After a racism furore erupted at the SCG, an Indian journalist experienced it first-hand outside a Sydney apartment.

Indian journalist Bharat Sundaresan with colleague Melinda Farrell.
Indian journalist Bharat Sundaresan with colleague Melinda Farrell.

An Indian journalist has revealed a shocking exchange with residents at a Sydney apartment building on Saturday night.

Bharat Sundaresan, who works for cricbuzz.com, had just left the SCG on a day where India’s complaints of racism in the crowd were first made public when he experienced the issue first-hand.

“I was outside the building in Potts Point where I’m renting an apartment, frantically looking for the keys to scan myself in,” he wrote in an article for his website.

“I’d just returned from the SCG and my bag, water bottle and earphones were all spread out over the footpath. As my search continued, the sliding door opened, and a couple walked out of the building.

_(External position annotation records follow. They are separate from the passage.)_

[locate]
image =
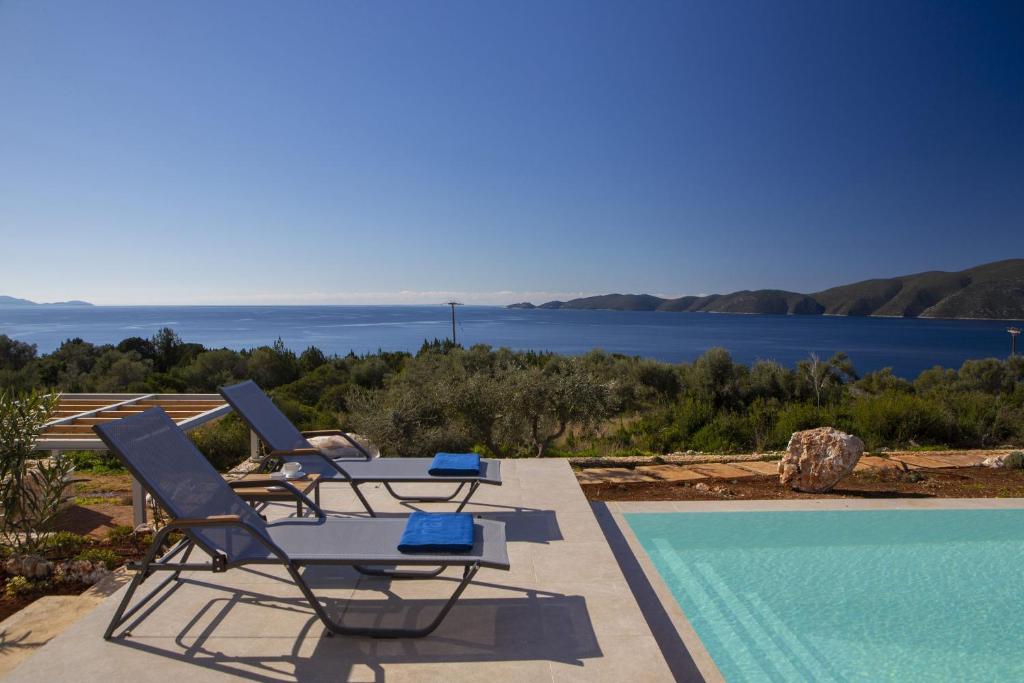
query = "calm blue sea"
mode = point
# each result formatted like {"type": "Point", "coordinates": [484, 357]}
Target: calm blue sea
{"type": "Point", "coordinates": [906, 345]}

“But as I smiled and tried to enter, they stopped me with, ‘Mate, Uber Eats guys have to wait outside’. I smiled at them and replied, ‘I wonder why you’d think that. I know I can pass off as one’. They walked off with no expression as I eventually let myself in.”

Sundaresan was moved to write about his experiences after Indian bowler Siraj Mohammed stopped play at the SCG on Sunday after alleged abuse from the crowd.

He saluted Mohammed for standing up against what he believed was racist abuse.

“I should have done what Siraj did,” he wrote. “I should have called out their unwarranted stereotyping. I’m sure it’s a stereotype that many people hailing from certain countries have to put up with. Learn from this. Speak up. Don’t simply ignore it.”

Sundaresan, who authored a book on Indian cricket great MS Dhoni and also works as an umpire for the South Australian Cricket Association, said it wasn’t his only experience of racism in Australia.

Sundaresen with MS Dhoni. Picture: Twitter
Sundaresen with MS Dhoni. Picture: Twitter
The cricket lover has also worked as an umpire.
The cricket lover has also worked as an umpire.

In 2014, three days after landing Down Under, he was called a “terrorist” and asked if he “had a bomb in my backpack” at a pub in late Aussie cricket Phil Hughes’ hometown of Macksville.

He also overheard a former cricketer making fun of his surname during a radio appearance this summer.

“I was on a talkback radio show as a guest a month or so back when I overheard a former cricketer, who was the studio guest, making a mockery of my second name and then laughing, blissfully unaware that I could hear all of it,” he wrote.

“So when they finally came to me, I made it a point to tell him that Sundaresan if anything was quite a straightforward name to pronounce if one simply focused on each syllable. He not only sounded apologetic but even managed to start saying it right.”